7) A similar emphasis on more intimate and direct relationship with God is clear in the Exodus passage. God gives Israel the law as a mode of ongoing covenantal interaction, an opportunity for Israel to listen to God and live out that listening every day. And once these “commandments” are heard in this loving, relational way, they become less a list of imperatives and more a collection of indicatives, descriptions of what graceful, dignified human life looks like. Thus, the famous refrain “you shall not” no longer rings like an imperious injunction; rather, it becomes an illustration, a portrayal of human integrity and beauty, as if God is saying: When you walk with me in humility and love, you shall not murder, you shall not lie, you shall not steal...
Takeaways:
1) Why is Jesus angry? It’s the ancient anger of the prophets, a sacred zeal that moves against and beyond the sacrificial system of dead animals and toward an intimate simplicity of prayer, spirit, and truth, unbound by any particular building or system of exchange. And it’s an ancient passion, too, for the coming of God’s Jubilee, a new Passover, a new Exodus from all bondage, a new freedom to abide in God, as God abides in us, in a world saturated with divine glory and presence. These ideas are shot through the prophets: think of Jeremiah’s “temple sermon” (Jeremiah 7), or indeed his prophesied “new covenant” in which God’s law is written on our hearts (Jeremiah 31:33). Think of the devastating critique of sacrifice in Isaiah, Hosea, and Amos (Isa 1:11; Hosea 6:6; Amos 5:22), or the famous verse in Micah, contrasting justice, kindness, and humility to animal sacrifices (Micah 6:6-8). In his own way, Jesus picks up this prophetic mantle — and fashions his whip out of cords. In brief, he is angry about any system or structure that creates an apparent barrier between God and God’s people. At its heart, his mission is about dismantling those barriers, exposing them as illusory. In that sense, his mission is about reconciliation, mutual indwelling (“Abide in me, as I abide in you” (John 15:4)), and the just, kind, humble life that flows from such intimacy.

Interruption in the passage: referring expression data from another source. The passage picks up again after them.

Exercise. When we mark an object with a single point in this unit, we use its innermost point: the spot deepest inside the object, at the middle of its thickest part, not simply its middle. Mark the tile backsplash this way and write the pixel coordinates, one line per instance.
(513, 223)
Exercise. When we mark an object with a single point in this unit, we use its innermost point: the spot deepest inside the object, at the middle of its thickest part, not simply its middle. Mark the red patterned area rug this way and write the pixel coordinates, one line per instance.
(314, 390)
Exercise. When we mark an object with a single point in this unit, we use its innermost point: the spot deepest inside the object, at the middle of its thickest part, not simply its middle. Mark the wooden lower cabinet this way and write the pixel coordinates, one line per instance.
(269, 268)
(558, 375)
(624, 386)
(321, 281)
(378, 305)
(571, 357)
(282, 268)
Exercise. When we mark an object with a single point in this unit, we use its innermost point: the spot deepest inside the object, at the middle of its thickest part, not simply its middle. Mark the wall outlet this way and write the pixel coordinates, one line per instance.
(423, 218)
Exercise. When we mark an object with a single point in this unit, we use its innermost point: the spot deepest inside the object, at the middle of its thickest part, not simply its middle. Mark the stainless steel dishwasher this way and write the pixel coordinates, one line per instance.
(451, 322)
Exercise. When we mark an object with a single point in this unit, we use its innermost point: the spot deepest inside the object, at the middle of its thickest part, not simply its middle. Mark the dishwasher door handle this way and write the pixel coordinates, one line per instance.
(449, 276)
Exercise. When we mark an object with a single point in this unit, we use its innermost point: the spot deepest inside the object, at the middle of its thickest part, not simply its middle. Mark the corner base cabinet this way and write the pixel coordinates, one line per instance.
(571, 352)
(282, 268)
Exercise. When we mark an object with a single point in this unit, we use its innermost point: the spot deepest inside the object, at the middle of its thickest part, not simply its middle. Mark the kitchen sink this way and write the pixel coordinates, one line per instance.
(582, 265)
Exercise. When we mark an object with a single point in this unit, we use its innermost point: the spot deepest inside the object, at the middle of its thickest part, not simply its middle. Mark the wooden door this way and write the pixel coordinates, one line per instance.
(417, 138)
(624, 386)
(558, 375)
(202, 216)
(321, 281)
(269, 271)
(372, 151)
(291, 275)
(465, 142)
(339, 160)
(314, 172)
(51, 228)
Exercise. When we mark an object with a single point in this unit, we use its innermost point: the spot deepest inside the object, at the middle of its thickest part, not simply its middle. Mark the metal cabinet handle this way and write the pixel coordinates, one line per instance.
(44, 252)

2) The Orthodox theologian Alexander Schmemann once warned that the quickest way to desecrate a landscape was to build a church — since the supposed “holy ground” would instantly imply that everything outside its doors is profane (and sure enough, the word “profane” comes from the Latin for “outside the temple”). Like the prophets before him, Jesus can be understood in this week’s passage as challenging our tendency to domesticate God into a temple or a church or a sacred system. In fact, all of creation shimmers with divine glory. When we go to church, we don’t step into God’s presence; rather, we step into a community that, at its best, helps call our attention to the fact that God is present everywhere, that the body of Jesus and the movement of the Spirit are boundless, and so that the temple’s architecture must extend all the way out — all the way to the expanding edges of the cosmos.
3) This basic idea isn’t unique to Jesus; rather, he stands in a lineage we can find in the prophets — and also in Exodus. At Sinai, God could have given the Israelites a temple and a fortress, but instead God gave them a law, a code that would saturate their lives as they wandered in the wilderness, investing virtually every moment with the possibility of holiness and beauty, dignity, and devotion. At its best, a law is a pathway for living, an immersive form of listening to a call. It’s a way of abiding with each other in intimate companionship — doing the right thing, yes, but also living together: “doing justice, loving kindness, and walking humbly with your God” (Micah 6:8). Any barrier to that abundant life, to that joy and gladness — makes Jesus angry. Angry enough to move decisively toward taking that barrier down, once and for all.